Last week, Everglades Foundation CEO Eric Eikenberg said a highway should not cross “a Congressionally-authorized project that protects Everglades restoration” and said the nonprofit remained opposed to it.

At Tuesday’s meeting, the Foundation’s attorney, Anna Upton, urged the cabinet to again stick with the judge’s order.

The question is whether Miami-Dade County, at the request of the rogue and now legislatively dissolved Miami-Dade Expressway Authority, also known as MDX, followed the law and its own rules,” she said. “The administrative law judge found that the county did not. And from an Everglades perspective, these lands really can't be replaced. You can build a road in a different location. You can't get these lands back.”
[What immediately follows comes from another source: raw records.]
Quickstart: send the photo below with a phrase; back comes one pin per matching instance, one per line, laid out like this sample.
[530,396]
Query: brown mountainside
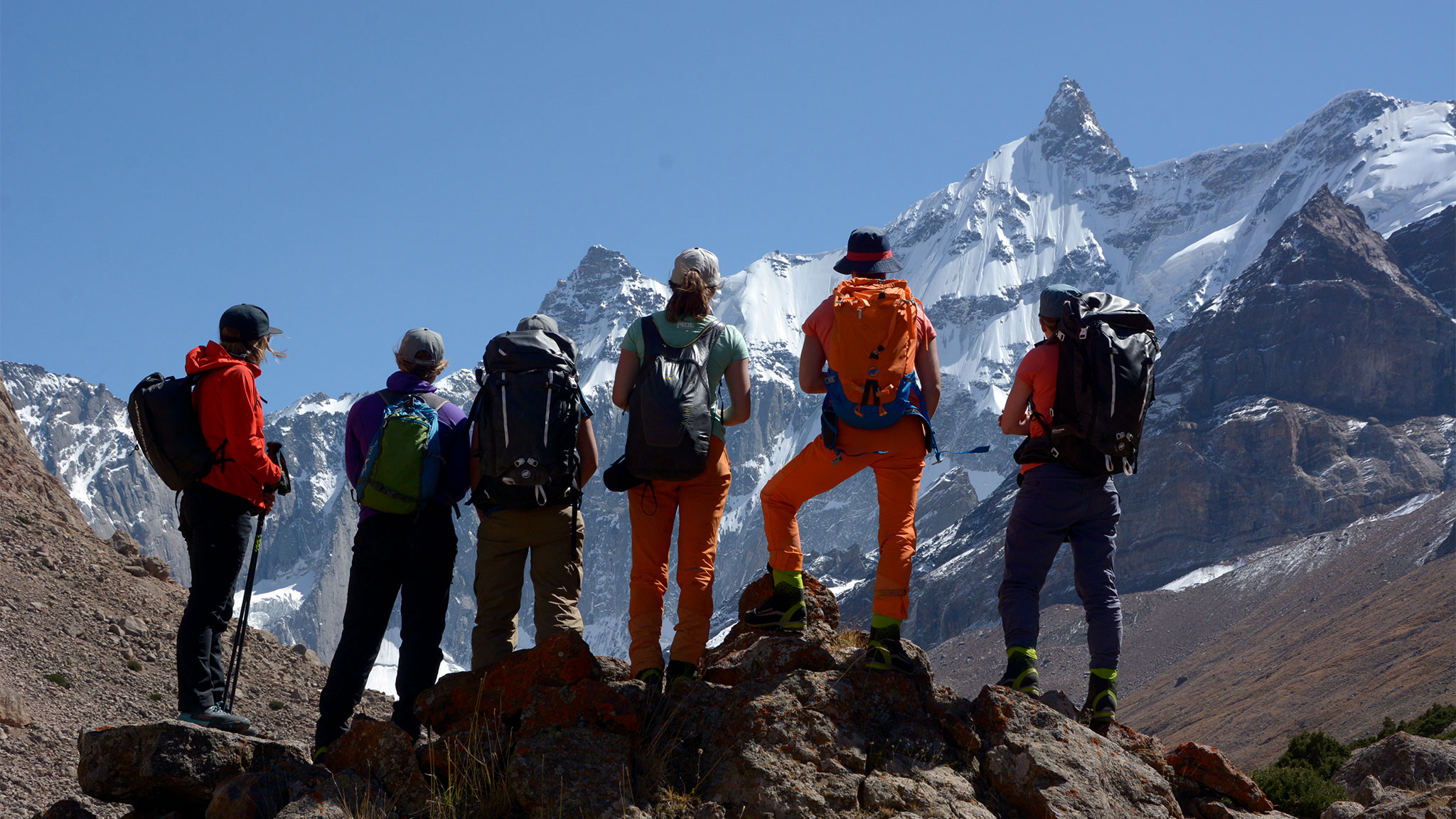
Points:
[85,641]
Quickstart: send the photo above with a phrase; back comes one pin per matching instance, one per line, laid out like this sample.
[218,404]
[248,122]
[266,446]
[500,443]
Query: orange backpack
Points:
[871,353]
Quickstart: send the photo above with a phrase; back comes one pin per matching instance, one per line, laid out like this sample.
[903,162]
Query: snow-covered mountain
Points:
[1060,205]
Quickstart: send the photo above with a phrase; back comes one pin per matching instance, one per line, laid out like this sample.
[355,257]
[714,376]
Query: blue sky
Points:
[365,168]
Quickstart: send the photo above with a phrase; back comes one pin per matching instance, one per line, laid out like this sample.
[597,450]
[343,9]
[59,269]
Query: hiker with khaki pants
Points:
[528,481]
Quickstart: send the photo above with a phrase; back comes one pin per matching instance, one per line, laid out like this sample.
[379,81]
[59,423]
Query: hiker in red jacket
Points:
[882,388]
[218,510]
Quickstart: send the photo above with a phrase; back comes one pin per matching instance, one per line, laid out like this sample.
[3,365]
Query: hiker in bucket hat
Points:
[872,334]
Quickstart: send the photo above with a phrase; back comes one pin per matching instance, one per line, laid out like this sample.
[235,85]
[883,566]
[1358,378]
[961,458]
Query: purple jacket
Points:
[455,439]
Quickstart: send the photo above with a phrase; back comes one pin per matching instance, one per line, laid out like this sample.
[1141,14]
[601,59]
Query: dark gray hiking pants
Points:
[1057,505]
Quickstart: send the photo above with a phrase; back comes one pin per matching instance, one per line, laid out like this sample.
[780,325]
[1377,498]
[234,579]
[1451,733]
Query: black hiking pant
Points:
[395,556]
[218,528]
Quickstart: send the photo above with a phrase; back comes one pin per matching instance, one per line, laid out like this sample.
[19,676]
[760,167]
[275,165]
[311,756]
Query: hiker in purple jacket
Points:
[404,547]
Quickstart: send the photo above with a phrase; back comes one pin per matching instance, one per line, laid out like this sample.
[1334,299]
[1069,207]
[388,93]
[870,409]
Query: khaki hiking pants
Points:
[505,537]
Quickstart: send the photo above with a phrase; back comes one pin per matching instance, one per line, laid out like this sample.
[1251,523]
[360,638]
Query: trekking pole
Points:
[235,663]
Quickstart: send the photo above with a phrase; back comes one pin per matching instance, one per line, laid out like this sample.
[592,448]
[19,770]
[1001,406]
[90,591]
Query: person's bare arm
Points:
[740,401]
[811,366]
[1018,410]
[628,366]
[587,448]
[928,369]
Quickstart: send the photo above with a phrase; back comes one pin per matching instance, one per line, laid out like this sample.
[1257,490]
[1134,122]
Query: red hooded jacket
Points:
[232,417]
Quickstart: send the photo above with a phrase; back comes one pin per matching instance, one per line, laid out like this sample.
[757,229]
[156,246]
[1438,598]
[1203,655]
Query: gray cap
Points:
[1053,296]
[696,258]
[422,346]
[537,321]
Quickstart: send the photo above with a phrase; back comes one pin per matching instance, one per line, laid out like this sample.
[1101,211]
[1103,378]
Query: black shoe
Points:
[218,717]
[782,609]
[1021,672]
[653,678]
[886,652]
[678,670]
[1101,707]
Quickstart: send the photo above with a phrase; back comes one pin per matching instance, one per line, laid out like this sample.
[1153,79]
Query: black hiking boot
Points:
[1101,707]
[218,717]
[653,678]
[1021,672]
[886,653]
[678,672]
[783,608]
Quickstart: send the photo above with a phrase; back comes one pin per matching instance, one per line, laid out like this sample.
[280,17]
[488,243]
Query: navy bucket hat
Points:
[868,251]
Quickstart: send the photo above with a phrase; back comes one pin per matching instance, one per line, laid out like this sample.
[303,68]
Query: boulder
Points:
[1436,803]
[459,701]
[1211,770]
[574,771]
[1050,767]
[1343,810]
[66,809]
[12,709]
[380,751]
[172,764]
[1401,761]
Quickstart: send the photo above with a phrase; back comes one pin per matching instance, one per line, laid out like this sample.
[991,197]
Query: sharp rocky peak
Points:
[1071,133]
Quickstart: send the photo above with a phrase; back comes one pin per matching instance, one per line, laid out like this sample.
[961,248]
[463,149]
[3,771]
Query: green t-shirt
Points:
[729,348]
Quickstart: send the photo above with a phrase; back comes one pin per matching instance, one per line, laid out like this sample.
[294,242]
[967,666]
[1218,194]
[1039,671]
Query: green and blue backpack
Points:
[404,459]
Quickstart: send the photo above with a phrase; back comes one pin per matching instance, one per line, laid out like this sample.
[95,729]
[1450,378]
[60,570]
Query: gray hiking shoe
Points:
[216,717]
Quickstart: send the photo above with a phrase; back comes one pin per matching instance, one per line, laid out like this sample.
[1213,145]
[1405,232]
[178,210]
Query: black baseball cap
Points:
[245,323]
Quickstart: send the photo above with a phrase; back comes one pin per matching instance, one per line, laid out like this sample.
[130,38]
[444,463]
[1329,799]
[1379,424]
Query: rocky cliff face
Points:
[1265,423]
[1059,205]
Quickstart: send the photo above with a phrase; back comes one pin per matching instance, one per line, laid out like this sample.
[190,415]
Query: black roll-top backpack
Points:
[670,422]
[528,414]
[168,433]
[1106,355]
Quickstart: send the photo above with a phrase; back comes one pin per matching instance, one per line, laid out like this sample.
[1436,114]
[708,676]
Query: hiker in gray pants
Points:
[1057,505]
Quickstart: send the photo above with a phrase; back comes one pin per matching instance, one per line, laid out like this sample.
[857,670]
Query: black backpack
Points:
[165,423]
[670,422]
[528,414]
[1106,353]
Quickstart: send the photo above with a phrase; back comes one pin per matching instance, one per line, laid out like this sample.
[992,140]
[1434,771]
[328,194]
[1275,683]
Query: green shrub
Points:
[1299,792]
[1317,751]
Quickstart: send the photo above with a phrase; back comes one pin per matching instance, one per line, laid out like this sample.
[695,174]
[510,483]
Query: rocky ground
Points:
[1332,631]
[86,637]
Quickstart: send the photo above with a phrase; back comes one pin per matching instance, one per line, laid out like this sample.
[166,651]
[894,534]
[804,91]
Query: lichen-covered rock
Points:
[1211,770]
[1053,769]
[575,771]
[383,752]
[1401,761]
[461,701]
[172,764]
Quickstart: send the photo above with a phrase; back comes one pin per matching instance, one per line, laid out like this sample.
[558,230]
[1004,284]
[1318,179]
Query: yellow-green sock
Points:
[794,579]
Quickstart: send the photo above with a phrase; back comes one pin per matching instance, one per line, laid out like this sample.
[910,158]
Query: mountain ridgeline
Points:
[1307,375]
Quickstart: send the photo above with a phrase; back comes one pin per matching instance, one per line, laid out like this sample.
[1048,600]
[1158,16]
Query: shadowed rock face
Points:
[1325,318]
[1428,252]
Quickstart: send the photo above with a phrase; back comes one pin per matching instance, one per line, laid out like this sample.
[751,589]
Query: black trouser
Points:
[393,554]
[218,528]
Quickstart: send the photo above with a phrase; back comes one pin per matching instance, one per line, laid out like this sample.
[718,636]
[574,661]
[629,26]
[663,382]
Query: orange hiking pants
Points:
[696,506]
[815,471]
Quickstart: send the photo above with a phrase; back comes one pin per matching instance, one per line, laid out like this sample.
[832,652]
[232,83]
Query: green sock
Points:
[882,621]
[794,579]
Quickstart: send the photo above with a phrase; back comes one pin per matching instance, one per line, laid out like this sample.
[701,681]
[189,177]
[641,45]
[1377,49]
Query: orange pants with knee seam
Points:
[695,508]
[897,456]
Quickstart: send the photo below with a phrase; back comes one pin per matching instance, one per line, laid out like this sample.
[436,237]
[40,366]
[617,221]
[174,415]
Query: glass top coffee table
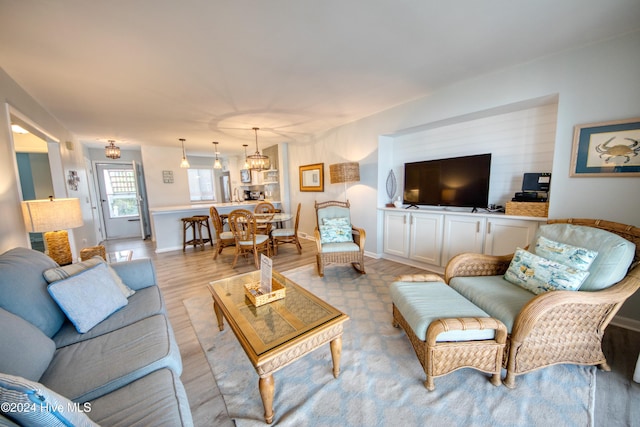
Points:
[280,332]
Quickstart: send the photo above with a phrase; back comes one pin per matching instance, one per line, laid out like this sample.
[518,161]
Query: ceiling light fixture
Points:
[257,161]
[216,163]
[184,163]
[112,151]
[246,161]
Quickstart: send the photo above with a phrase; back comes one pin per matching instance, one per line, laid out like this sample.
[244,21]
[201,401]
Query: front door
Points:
[118,200]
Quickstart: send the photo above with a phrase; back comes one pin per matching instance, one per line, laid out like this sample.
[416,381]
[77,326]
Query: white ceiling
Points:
[152,71]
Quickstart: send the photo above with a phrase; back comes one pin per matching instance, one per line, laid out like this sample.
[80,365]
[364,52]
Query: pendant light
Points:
[184,163]
[257,161]
[216,163]
[112,151]
[246,161]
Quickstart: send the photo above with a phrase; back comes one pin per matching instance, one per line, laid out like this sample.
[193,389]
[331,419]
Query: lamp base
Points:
[57,243]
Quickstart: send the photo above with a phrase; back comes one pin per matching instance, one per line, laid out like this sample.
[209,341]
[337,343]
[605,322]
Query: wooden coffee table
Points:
[278,333]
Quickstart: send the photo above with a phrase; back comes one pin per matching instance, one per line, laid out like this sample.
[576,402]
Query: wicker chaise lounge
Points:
[557,326]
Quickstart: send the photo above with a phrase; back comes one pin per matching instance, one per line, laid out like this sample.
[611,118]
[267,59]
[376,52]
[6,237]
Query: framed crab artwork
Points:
[606,149]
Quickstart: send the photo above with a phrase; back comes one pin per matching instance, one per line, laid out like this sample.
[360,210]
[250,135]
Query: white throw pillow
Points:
[89,297]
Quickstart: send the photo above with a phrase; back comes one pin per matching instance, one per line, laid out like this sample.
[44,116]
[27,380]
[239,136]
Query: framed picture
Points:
[606,149]
[312,177]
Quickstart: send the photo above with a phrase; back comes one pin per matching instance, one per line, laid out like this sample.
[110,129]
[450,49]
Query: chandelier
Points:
[112,151]
[216,163]
[246,161]
[184,163]
[257,161]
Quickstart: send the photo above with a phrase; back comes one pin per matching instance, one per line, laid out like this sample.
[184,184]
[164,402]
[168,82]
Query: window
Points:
[120,186]
[201,186]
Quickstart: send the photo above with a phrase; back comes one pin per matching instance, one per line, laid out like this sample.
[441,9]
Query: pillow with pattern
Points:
[538,274]
[572,256]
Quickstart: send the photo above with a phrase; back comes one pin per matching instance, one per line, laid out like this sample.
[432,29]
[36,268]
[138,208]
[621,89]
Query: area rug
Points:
[381,380]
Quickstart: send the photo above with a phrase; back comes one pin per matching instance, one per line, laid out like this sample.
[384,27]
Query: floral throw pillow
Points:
[572,256]
[336,230]
[538,274]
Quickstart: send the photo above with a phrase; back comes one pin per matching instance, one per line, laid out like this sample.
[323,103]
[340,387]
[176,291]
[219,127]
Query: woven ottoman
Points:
[446,330]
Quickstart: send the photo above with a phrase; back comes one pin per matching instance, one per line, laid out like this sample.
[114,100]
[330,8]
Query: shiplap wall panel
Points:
[519,141]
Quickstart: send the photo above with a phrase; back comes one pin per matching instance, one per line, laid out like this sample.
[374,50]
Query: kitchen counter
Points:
[167,220]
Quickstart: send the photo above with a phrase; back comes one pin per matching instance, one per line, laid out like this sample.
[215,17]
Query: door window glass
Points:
[120,186]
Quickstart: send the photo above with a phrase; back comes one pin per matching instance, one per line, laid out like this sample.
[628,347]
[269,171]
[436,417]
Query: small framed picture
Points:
[606,149]
[312,177]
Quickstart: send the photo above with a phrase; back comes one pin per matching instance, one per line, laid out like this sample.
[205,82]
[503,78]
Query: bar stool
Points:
[195,223]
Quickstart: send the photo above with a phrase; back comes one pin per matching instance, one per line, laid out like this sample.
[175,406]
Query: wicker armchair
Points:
[558,326]
[342,252]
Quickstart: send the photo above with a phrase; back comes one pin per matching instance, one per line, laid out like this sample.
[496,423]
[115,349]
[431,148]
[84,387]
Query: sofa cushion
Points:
[89,297]
[89,369]
[40,406]
[423,302]
[501,299]
[144,303]
[23,290]
[569,255]
[61,273]
[538,274]
[25,350]
[615,254]
[167,405]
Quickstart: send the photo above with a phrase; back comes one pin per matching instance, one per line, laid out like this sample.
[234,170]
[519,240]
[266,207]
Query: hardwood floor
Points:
[183,275]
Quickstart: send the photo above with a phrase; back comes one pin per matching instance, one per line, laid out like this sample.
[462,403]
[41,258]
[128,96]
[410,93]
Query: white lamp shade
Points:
[50,215]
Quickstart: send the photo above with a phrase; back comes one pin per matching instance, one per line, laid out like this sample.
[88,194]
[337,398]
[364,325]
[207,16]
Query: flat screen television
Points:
[456,181]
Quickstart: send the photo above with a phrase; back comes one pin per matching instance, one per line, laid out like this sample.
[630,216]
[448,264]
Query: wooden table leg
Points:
[336,352]
[218,315]
[266,387]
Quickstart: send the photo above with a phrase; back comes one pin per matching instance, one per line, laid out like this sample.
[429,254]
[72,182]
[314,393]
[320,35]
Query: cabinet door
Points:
[396,235]
[462,234]
[426,238]
[505,235]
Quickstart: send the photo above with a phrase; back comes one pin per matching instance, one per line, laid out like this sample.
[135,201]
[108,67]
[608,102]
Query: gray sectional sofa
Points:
[123,371]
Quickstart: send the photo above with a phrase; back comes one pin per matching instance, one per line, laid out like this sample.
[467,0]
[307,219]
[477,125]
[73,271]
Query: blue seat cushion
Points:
[495,295]
[89,369]
[423,302]
[23,289]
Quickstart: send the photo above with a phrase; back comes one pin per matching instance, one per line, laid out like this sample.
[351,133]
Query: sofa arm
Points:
[137,274]
[470,264]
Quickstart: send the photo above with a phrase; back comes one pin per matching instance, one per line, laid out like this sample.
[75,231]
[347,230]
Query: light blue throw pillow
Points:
[89,297]
[539,275]
[30,403]
[569,255]
[336,230]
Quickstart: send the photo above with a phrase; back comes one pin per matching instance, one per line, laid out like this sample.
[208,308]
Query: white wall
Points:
[12,230]
[595,83]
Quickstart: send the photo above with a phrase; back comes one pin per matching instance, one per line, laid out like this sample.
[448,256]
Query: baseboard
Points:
[626,322]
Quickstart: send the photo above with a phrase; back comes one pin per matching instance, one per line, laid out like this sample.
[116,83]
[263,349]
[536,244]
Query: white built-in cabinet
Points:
[432,238]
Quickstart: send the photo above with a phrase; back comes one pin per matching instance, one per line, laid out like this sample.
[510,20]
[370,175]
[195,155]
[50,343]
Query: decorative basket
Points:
[539,209]
[253,292]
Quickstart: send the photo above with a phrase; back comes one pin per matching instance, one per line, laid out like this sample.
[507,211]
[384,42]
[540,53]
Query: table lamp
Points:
[344,172]
[53,217]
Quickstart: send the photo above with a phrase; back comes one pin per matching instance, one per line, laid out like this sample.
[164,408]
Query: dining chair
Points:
[264,208]
[223,238]
[286,235]
[247,239]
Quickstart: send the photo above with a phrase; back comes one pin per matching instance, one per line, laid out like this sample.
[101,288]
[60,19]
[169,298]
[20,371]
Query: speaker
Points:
[536,181]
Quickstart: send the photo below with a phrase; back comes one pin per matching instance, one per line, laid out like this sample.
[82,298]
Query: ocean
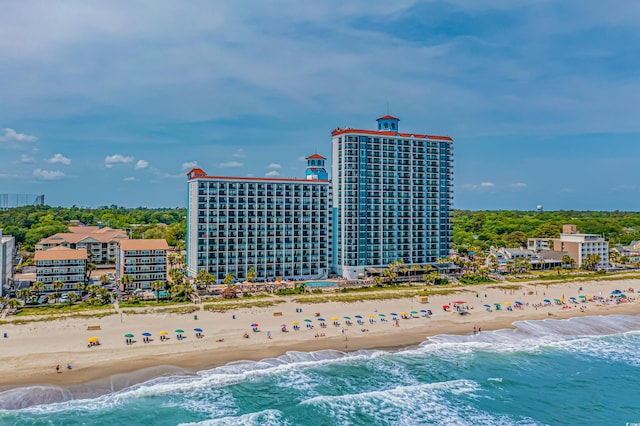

County officials have maintained that they complied with the county growth plan that vows to protect wetlands and farm fields by including requirements that wetlands be purchased. The additional highway could not be used for additional road capacity to allow future development.

The judge, said Assistant County Attorney Dennis Kerbel, “did not find that the project had any fatal flaws that could not be addressed through subsequent permitting processes.”

Kerbel argued those findings should have been “enough” to find the plan in compliance.

“She should have recognized that the plan amendment provides real environmental benefits,” he said.

Instead, Administrative Law Judge Suzanne Van Wyk found the proposed highway provided meager relief to commuters and that the county failed to prove that it was consistent with its comprehensive growth plan.

“Commuters will drive 13 miles, outside of the [urban development boundary], through active agricultural lands, through environmentally-sensitive lands, and through the West Wellfield, only to connect with the existing expressway operating at an [level of service] lower than it operates at today,” she wrote.

During a two-week hearing in 2019, a county expert testified that the extra highway would shave just six minutes off downtown commutes.

During the hearing, DeSantis and the Cabinet gave little hint about what findings of fact they disagreed with, other than a conclusion that nearby wetlands were designated critical habitat — an error environmentalists conceded.

“It didn't have any legal impacts whatsoever, so it's going to be hard to see how they're going to translate that into a different outcome,” Grosso said. “It will be interesting to see what they draft and how they’re going to justify rejecting her findings.”